Pr. Zoran Nikoloski is a Chair of Bioinformatics at the University of Potsdam and leads a  Cooperative Research Group at the Max Planck Institute of Molecular Plant Physiology in Potsdam, Germany. Zoran trained as a computer scientist with a PhD focused on network-based research from the University of Central Florida, Orlando, USA. The focus of his groups is on systems biology and mathematical modeling of plant metabolism and its relations to protein-protein interaction and gene regulatory networks. His research includes the development of large-scale metabolic networks of model and crop plants and their usage in conjunction with large-scale metabolomics, proteomics, and transcriptomics data to predict complex, agronomically relevant traits. Recent work includes integration of metabolomics data and large-scale metabolic models with genomics data to bridge the gap between genotype and phenotype.

Dr. Emma Schymanski

Environmental Cheminformatics and FNR ATTRACT Fellow. LCSB, University of Luxembourg.
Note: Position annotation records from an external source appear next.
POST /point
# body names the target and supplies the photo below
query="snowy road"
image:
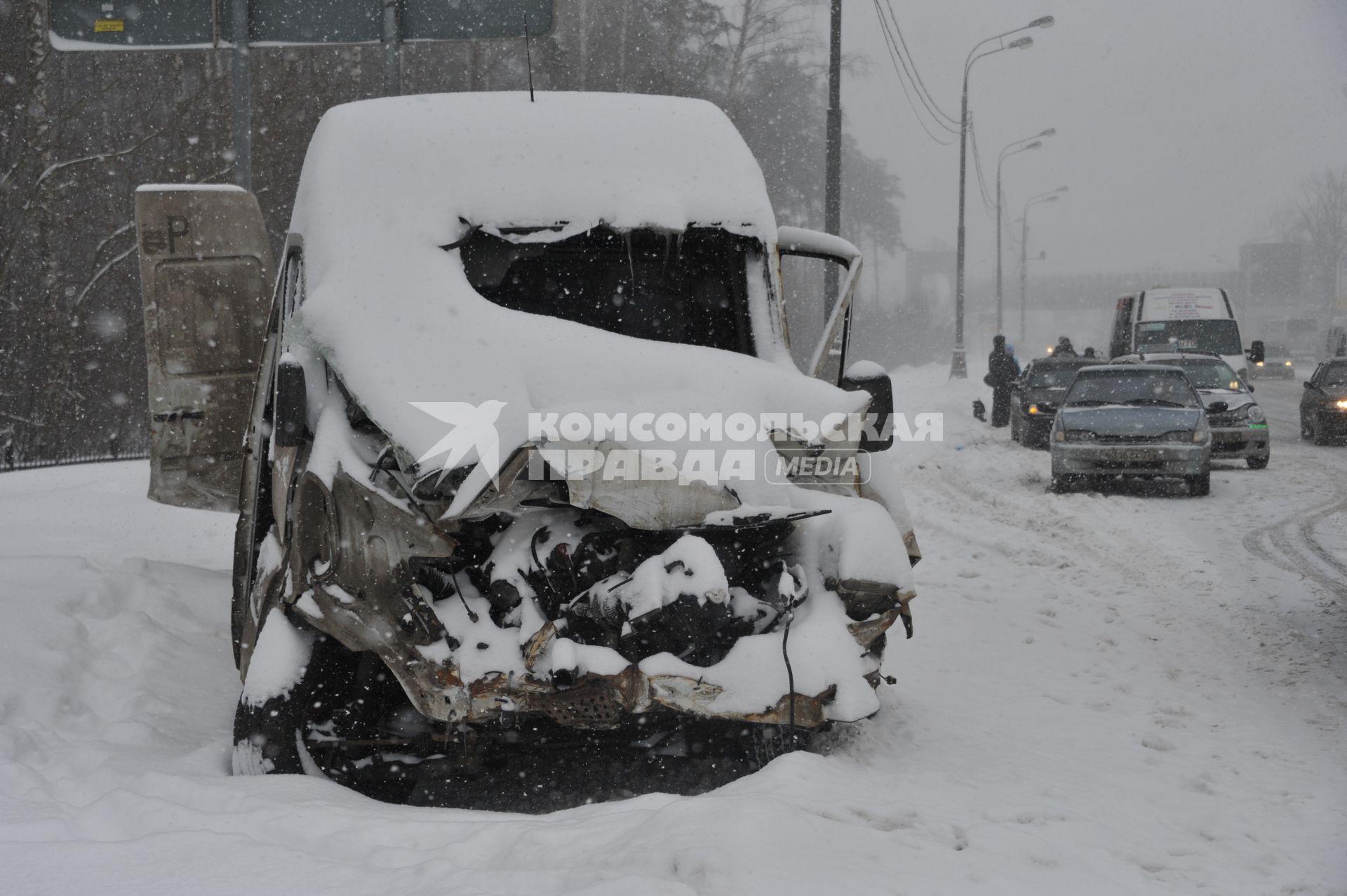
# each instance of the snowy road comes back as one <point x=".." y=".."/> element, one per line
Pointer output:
<point x="1108" y="694"/>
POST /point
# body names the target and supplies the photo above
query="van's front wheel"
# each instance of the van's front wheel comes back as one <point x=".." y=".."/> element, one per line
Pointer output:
<point x="310" y="707"/>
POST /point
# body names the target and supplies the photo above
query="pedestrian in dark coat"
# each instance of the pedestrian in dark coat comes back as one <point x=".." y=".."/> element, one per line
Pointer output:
<point x="1003" y="371"/>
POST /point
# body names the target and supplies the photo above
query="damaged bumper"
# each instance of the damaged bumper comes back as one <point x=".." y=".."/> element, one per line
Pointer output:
<point x="377" y="575"/>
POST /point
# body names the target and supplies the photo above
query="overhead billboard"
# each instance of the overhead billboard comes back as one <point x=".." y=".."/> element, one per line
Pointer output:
<point x="130" y="25"/>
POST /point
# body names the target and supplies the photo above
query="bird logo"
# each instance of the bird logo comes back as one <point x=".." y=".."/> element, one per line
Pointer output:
<point x="473" y="433"/>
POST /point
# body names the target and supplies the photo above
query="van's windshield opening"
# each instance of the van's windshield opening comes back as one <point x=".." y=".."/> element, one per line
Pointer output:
<point x="1203" y="335"/>
<point x="674" y="287"/>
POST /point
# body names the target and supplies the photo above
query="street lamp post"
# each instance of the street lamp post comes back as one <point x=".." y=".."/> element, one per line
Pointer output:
<point x="1024" y="247"/>
<point x="1017" y="146"/>
<point x="958" y="364"/>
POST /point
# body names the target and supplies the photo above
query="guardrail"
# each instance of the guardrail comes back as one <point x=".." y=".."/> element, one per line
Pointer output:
<point x="10" y="464"/>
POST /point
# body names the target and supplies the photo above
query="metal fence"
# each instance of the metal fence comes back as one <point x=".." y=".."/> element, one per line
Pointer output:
<point x="11" y="462"/>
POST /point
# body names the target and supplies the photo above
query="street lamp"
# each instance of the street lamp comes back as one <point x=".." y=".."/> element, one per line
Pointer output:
<point x="1016" y="146"/>
<point x="1024" y="246"/>
<point x="958" y="366"/>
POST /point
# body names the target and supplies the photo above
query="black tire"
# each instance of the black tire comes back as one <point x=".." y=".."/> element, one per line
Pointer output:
<point x="269" y="730"/>
<point x="302" y="732"/>
<point x="1320" y="433"/>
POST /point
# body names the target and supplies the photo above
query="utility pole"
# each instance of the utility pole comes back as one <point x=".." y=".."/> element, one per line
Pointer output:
<point x="241" y="98"/>
<point x="392" y="51"/>
<point x="958" y="364"/>
<point x="1024" y="244"/>
<point x="833" y="182"/>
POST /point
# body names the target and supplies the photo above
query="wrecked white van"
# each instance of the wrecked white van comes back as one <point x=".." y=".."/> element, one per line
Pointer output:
<point x="516" y="439"/>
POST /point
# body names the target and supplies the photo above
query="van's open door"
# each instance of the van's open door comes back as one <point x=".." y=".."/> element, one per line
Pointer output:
<point x="205" y="281"/>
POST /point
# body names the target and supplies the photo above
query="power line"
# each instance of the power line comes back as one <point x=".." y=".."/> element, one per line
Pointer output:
<point x="899" y="67"/>
<point x="913" y="61"/>
<point x="894" y="55"/>
<point x="977" y="163"/>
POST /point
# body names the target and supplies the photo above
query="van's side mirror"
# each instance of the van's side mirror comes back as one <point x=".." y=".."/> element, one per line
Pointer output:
<point x="868" y="376"/>
<point x="291" y="405"/>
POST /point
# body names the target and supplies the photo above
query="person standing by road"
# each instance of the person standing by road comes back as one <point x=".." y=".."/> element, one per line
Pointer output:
<point x="1003" y="371"/>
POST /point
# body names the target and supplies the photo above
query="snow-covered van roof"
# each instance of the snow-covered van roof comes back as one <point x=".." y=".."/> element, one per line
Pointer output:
<point x="388" y="184"/>
<point x="499" y="159"/>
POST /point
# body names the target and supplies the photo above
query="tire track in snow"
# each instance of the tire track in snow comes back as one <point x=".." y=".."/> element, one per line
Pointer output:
<point x="1291" y="544"/>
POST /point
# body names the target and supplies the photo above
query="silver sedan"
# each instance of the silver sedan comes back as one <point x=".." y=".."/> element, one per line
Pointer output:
<point x="1136" y="421"/>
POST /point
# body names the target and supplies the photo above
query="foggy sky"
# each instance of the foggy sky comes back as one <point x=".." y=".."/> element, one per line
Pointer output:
<point x="1181" y="124"/>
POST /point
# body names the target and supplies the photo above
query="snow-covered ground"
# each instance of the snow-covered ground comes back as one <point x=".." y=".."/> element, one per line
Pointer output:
<point x="1108" y="694"/>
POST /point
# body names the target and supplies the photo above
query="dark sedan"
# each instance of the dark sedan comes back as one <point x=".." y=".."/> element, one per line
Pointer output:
<point x="1323" y="406"/>
<point x="1038" y="395"/>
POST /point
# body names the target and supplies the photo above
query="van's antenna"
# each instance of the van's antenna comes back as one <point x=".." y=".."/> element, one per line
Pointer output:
<point x="528" y="55"/>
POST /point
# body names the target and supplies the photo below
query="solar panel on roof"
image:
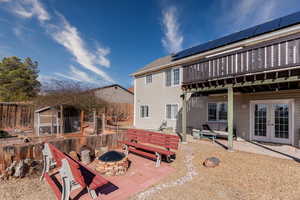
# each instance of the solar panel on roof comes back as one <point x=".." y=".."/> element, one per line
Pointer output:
<point x="242" y="35"/>
<point x="267" y="27"/>
<point x="290" y="20"/>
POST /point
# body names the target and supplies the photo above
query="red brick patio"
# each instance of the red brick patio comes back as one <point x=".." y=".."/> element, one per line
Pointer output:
<point x="141" y="175"/>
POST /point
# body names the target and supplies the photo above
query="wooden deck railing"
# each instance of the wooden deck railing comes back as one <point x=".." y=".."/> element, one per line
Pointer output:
<point x="272" y="55"/>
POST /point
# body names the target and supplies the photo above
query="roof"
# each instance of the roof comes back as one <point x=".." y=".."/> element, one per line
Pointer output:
<point x="251" y="32"/>
<point x="160" y="61"/>
<point x="254" y="31"/>
<point x="113" y="85"/>
<point x="131" y="89"/>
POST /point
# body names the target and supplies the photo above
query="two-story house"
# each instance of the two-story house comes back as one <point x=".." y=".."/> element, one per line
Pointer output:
<point x="248" y="81"/>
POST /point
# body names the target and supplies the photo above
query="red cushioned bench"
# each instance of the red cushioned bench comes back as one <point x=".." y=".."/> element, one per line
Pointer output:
<point x="73" y="174"/>
<point x="151" y="144"/>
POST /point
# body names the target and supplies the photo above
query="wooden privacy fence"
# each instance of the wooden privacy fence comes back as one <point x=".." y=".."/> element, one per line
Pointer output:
<point x="16" y="115"/>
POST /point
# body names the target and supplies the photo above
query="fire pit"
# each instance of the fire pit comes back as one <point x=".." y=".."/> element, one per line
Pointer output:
<point x="112" y="163"/>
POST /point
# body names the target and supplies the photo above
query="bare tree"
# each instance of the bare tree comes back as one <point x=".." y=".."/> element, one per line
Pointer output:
<point x="61" y="92"/>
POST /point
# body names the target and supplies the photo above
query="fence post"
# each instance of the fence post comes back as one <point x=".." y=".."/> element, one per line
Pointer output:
<point x="95" y="122"/>
<point x="103" y="123"/>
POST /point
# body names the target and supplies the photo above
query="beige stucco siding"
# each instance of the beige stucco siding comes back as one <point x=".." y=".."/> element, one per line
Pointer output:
<point x="156" y="95"/>
<point x="197" y="112"/>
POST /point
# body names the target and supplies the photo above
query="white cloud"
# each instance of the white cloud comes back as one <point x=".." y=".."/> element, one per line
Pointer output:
<point x="29" y="9"/>
<point x="172" y="40"/>
<point x="68" y="36"/>
<point x="245" y="13"/>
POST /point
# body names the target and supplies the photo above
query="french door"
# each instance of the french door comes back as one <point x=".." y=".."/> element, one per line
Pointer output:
<point x="271" y="121"/>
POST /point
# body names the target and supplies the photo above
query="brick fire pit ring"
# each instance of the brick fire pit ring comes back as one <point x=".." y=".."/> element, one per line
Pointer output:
<point x="112" y="163"/>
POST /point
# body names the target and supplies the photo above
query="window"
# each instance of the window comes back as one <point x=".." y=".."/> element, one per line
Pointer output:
<point x="144" y="111"/>
<point x="171" y="111"/>
<point x="172" y="77"/>
<point x="148" y="78"/>
<point x="217" y="111"/>
<point x="169" y="77"/>
<point x="176" y="77"/>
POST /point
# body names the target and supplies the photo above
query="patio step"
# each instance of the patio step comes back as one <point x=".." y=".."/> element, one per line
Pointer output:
<point x="143" y="153"/>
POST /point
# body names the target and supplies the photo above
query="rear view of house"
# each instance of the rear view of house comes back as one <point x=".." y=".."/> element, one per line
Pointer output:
<point x="247" y="81"/>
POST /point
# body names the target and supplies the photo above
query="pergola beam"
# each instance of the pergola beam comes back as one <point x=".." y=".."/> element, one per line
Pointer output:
<point x="243" y="84"/>
<point x="184" y="117"/>
<point x="230" y="118"/>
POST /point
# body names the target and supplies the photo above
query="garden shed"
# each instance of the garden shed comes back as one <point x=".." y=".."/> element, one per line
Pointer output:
<point x="57" y="119"/>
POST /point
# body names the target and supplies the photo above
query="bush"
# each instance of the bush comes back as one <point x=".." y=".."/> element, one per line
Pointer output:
<point x="4" y="134"/>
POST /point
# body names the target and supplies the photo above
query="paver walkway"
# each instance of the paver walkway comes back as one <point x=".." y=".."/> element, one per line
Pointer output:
<point x="141" y="175"/>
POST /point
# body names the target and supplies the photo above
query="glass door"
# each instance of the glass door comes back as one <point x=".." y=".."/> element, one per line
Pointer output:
<point x="260" y="121"/>
<point x="280" y="123"/>
<point x="272" y="121"/>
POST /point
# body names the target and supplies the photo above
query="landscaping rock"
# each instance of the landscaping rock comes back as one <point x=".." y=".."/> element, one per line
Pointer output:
<point x="211" y="162"/>
<point x="74" y="155"/>
<point x="85" y="156"/>
<point x="21" y="169"/>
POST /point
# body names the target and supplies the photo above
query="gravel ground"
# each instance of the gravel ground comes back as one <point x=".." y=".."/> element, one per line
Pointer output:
<point x="240" y="176"/>
<point x="25" y="189"/>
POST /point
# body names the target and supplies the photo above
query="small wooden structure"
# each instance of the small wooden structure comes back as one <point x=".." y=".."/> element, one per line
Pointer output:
<point x="16" y="115"/>
<point x="56" y="119"/>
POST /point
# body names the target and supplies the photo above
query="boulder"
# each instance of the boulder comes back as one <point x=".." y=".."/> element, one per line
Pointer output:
<point x="21" y="169"/>
<point x="85" y="156"/>
<point x="211" y="162"/>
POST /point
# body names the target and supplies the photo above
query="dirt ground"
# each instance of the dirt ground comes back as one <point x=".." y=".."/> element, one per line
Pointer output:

Associate Professor Emma Schymanski is head of the Environmental Cheminformatics group at the Luxembourg Centre for Systems Biomedicine, University of Luxembourg. In 2018 she received a Luxembourg National Research Fund (FNR) ATTRACT Fellowship to establish her group in Luxembourg. She has over 50 peer-reviewed publications, book chapters and a book. Her research combines cheminformatics and computational mass spectrometry approaches to elucidate the unknowns in complex samples, primarily with non-target screening and relate these to environmental causes of disease. An advocate for open science, she is involved in and organizes several European and worldwide activities to improve the exchange of data, information and ideas between scientists to push progress in this field, detailed here:

Pr. Marcel Utz

Head of Magnetic Resonance, School of Chemistry, University of Southampton, UK

Marcel obtained a MSc in materials science from ETH Zürich in 1994. He then joined the research groups of Prof. Ueli Suter in Polymer Science, and of Prof. Richard R. Ernst in Physical Chemistry at ETH as a doctoral candidate. In 1998, he obtained his doctorate, with a thesis on solid-state NMR investigations of glassy polymers under plastic deformation. In 1999, he joined the group of Prof. Pablo DeBenedetti at Princeton University as a postdoc, with a stipend from the Swiss National Science Foundation. A year later, he joined the Institute of Materials Science and the Department of Physics at the University of Connecticut as an Assistant Professor. He was promoted to Associate Professor with Tenure in 2006. In the same year, he moved to the University of Virginia, where he joined the department of Mechanical and Aerospace Engineering. In 2012, Marcel moved to the UK, joining the School of Chemistry at the University of Southampton. He was promoted to a personal chair in 2014. He currently heads the section of Magnetic Resonance within the School of Chemistry. Marcel lives in Winchester, UK, with his wife Song and their son Nicolas.